1月に起きた京都市の会津小鉄会分裂騒動に絡む乱闘事件に関わったとして、6月16日、京都府警は神戸山口組の井上邦雄組長(68)を傷害容疑で再逮捕した。

 井上組長は6月6日、兵庫県警に逮捕されていたが、その容疑は、4年前に携帯電話を知人女性の名義で機種変更したという“微罪”。京都府警の逮捕は、本格的に組織壊滅を図る警察の序章となる動きだった。

「これまで神戸山口組と兵庫県警は、ある意味良好な関係を保っていたようです。ところが昨年9月、六代目山口組司忍組長に対し、神戸側組員が色紙を持ってサインを求める事件を起こし、兵庫県警は激怒。以来両者の関係は悪化していました。

 兵庫県警による神戸側トップの逮捕は、これまでなら考えられません。兵庫県警は、京都府警の井上組長逮捕を察知し、その前に逮捕することで、任侠団体山口組離脱後の体制などについて情報を収集したかったのでしょう」(ヤクザ界に詳しいジャーナリスト)

 両県警の動きの背景には、警察庁の意向が働いていた。
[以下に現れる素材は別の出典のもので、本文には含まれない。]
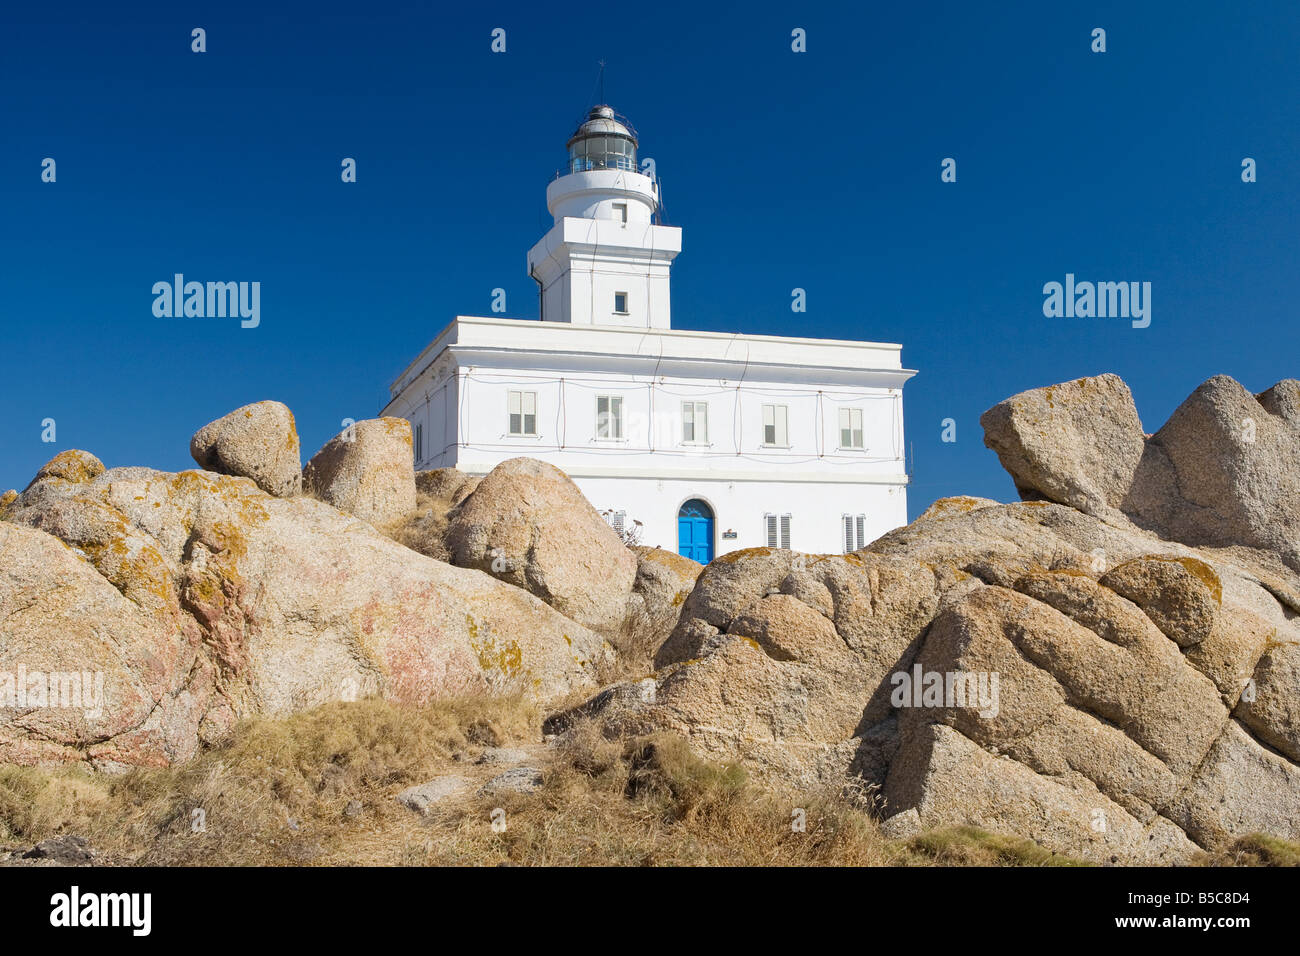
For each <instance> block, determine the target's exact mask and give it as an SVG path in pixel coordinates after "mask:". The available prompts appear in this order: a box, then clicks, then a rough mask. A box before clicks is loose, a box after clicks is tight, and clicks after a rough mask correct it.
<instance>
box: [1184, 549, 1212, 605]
mask: <svg viewBox="0 0 1300 956" xmlns="http://www.w3.org/2000/svg"><path fill="white" fill-rule="evenodd" d="M1177 561H1178V563H1179V564H1182V566H1183V567H1186V568H1187V571H1188V574H1191V575H1192V578H1195V579H1196V580H1199V581H1200V583H1201V584H1204V585H1205V587H1206V588H1209V589H1210V596H1212V597H1213V598H1214V604H1218V605H1222V604H1223V583H1222V581H1221V580H1219V578H1218V575H1217V574H1216V572H1214V568H1213V567H1210V566H1209V564H1206V563H1205V562H1204V561H1197V559H1196V558H1177Z"/></svg>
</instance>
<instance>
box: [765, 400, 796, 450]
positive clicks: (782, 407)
mask: <svg viewBox="0 0 1300 956" xmlns="http://www.w3.org/2000/svg"><path fill="white" fill-rule="evenodd" d="M788 419H789V408H787V407H785V406H784V405H764V406H763V444H764V445H775V446H776V447H783V449H784V447H788V446H789V444H790V442H789V436H788V433H787V429H785V423H787V420H788Z"/></svg>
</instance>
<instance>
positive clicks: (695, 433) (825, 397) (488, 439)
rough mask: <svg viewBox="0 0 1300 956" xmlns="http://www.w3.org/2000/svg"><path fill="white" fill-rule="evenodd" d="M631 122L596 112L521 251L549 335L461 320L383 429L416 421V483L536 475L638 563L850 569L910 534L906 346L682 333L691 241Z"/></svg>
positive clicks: (508, 324)
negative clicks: (606, 526) (674, 219)
mask: <svg viewBox="0 0 1300 956" xmlns="http://www.w3.org/2000/svg"><path fill="white" fill-rule="evenodd" d="M640 147H641V143H640V138H638V137H637V133H636V130H634V129H633V126H632V124H630V122H628V120H627V118H625V117H621V116H619V114H617V113H615V112H614V109H612V108H610V107H608V105H603V104H602V105H597V107H593V108H591V109H590V111H588V113H586V118H585V120H584V121H582V122H581V124H580V125H578V126H577V129H576V130H573V131H572V134H571V135H569V137H568V140H567V142H565V152H567V155H565V157H564V165H563V168H562V169H560V170H558V172H556V173H555V176H554V177H552V178H551V181H550V183H549V185H547V186H546V208H547V211H549V212H550V215H551V220H552V222H551V226H550V229H549V230H547V232H546V235H543V237H542V238H541V239H539V241H538V242H537V243H536V245H534V246H533V247H532V248H530V250H529V252H528V273H529V276H532V277H533V280H534V281H536V282H537V285H538V289H539V310H538V312H539V315H538V316H537V319H539V320H541V321H537V320H532V319H529V320H525V319H506V317H502V316H493V317H486V316H467V315H459V316H456V317H455V319H452V320H451V323H450V324H447V325H446V326H445V328H443V329H442V330H441V332H439V333H438V334H437V336H435V337H434V339H433V341H432V342H429V345H428V346H425V349H424V350H422V351H421V352H420V354H419V355H417V356H416V358H415V360H412V362H411V364H409V365H407V368H406V369H404V371H403V372H402V375H399V376H398V377H396V380H395V381H393V382H391V384H390V386H389V392H390V395H391V398H390V401H389V403H387V405H386V407H385V408H383V411H382V414H383V415H396V416H400V418H404V419H407V420H408V421H411V431H412V437H413V440H415V441H413V445H415V447H413V453H415V464H416V468H419V470H421V471H424V470H433V468H447V467H454V468H459V470H460V471H463V472H465V473H468V475H486V473H487V472H489V471H491V470H493V468H494V467H497V466H498V464H500V463H502V462H504V460H507V459H510V458H519V457H526V458H538V459H541V460H543V462H550V463H551V464H554V466H555V467H558V468H560V470H562V471H563V472H564V473H565V475H568V476H569V477H571V479H572V480H573V481H575V483H576V484H577V486H578V488H580V489H581V490H582V494H584V496H586V499H588V501H589V502H591V505H593V506H594V507H595V509H597V510H598V511H599V512H601V514H602V515H604V516H606V519H607V520H608V522H610V524H611V525H612V527H614V528H615V531H617V532H619V533H620V535H623V536H624V538H625V540H627V541H628V542H629V544H632V542H634V544H643V545H651V546H658V548H663V549H668V550H675V551H677V553H679V554H682V555H685V557H688V558H692V559H693V561H698V562H701V563H707V562H710V561H712V559H714V558H715V557H718V555H720V554H725V553H727V551H732V550H737V549H741V548H779V549H793V550H800V551H811V553H849V551H855V550H858V549H861V548H863V546H865V545H866V544H867V542H868V541H871V540H874V538H875V537H878V536H879V535H883V533H884V532H887V531H889V529H891V528H897V527H898V525H901V524H905V523H906V520H907V473H906V468H905V455H904V428H902V388H904V384H905V382H906V381H907V380H909V378H910V377H911V376H913V375H915V372H913V371H911V369H909V368H905V367H904V365H902V346H900V345H891V343H881V342H858V341H846V339H828V338H811V337H809V336H807V334H806V332H807V330H809V325H810V324H809V323H807V320H806V317H803V316H801V317H800V319H793V320H792V321H793V323H796V324H794V325H793V326H792V328H790V333H792V334H787V336H754V334H748V333H745V332H744V329H740V328H735V329H731V330H727V332H698V330H693V329H690V328H673V326H672V321H671V317H672V311H671V307H669V287H668V272H669V269H671V267H672V261H673V259H675V258H676V256H677V252H680V251H681V229H677V228H675V226H667V225H663V224H662V222H660V220H662V203H663V196H662V195H660V193H659V182H658V177H656V176H654V174H653V169H654V164H651V163H645V161H643V160H641V157H638V155H637V153H638V150H640ZM664 160H666V161H668V157H664ZM538 178H539V182H538V186H541V182H545V178H543V177H538ZM477 252H478V251H467V252H465V255H474V254H477ZM679 312H680V310H679ZM684 313H685V315H688V316H690V315H695V313H694V312H693V311H692V310H690V307H689V303H688V306H686V308H685V312H684ZM732 320H733V317H732V316H727V315H720V316H719V315H711V316H708V321H710V324H711V325H712V326H715V328H716V326H718V325H720V324H722V325H725V324H727V323H728V321H732ZM735 321H736V323H737V324H738V321H740V320H738V317H737V319H735ZM862 321H863V324H865V323H866V321H867V320H866V319H863V320H862Z"/></svg>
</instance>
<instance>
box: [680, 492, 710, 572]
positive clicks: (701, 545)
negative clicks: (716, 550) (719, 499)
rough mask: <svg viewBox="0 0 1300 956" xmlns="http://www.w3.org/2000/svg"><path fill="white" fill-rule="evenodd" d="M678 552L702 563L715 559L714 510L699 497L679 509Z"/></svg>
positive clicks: (707, 561) (689, 557)
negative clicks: (714, 549)
mask: <svg viewBox="0 0 1300 956" xmlns="http://www.w3.org/2000/svg"><path fill="white" fill-rule="evenodd" d="M677 554H680V555H682V557H684V558H690V559H692V561H698V562H699V563H701V564H707V563H708V562H710V561H712V559H714V510H712V509H711V507H708V505H707V503H705V502H703V501H701V499H699V498H692V499H690V501H688V502H686V503H685V505H682V506H681V509H679V511H677Z"/></svg>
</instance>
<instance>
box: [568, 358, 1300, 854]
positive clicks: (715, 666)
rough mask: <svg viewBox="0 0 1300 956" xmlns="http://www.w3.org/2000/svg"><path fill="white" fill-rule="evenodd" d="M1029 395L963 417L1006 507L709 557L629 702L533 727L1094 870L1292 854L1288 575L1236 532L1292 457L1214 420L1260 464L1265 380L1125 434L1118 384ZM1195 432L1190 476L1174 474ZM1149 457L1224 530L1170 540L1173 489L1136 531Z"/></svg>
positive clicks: (1289, 611) (1299, 634)
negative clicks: (728, 767)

6月5日、警察庁の坂口正芳長官は、全国の警察本部長を集めた会議で、「六代目山口組、神戸山口組両団体の大量検挙、突き上げ捜査の徹底による幹部の長期的な社会からの隔離、ひいては組織の壊滅を図られたい」と檄を飛ばした。分裂を続ける3つの山口組に対し、警察庁はトップ逮捕と組織壊滅の号令を下していたのだ。

 関西在住のある暴力団関係者は、井上組長逮捕が、神戸側最大組織である山健組の危機をもたらすとみる。

「井上組長が正式に起訴されれば、長期勾留もありうる。神戸側が分裂し、任侠団体山口組が結成されたことは、事実上、井上組長が兼務する山健組の分裂を意味している。当事者である井上組長の不在で、一気に組織は存亡の危機を迎えたといえる」

 一方、静観を続けるのは六代目側だ。前出のジャーナリストが言う。

「六代目側は高みの見物です。神戸側は勝手に分裂し、井上組長は逮捕された。もはや自滅するのを見ているだけ」

 とはいえ、六代目側も警察から狙われる立場にあることに変わりはない。

山口組分裂から1年10カ月で、六代目側、神戸側双方の逮捕者は2000人に及ぶ。まさに根こそぎで、今後も逮捕者は続く」(警視庁関係者)

 3団体の抗争が激化すれば、警察の思惑どおりだ。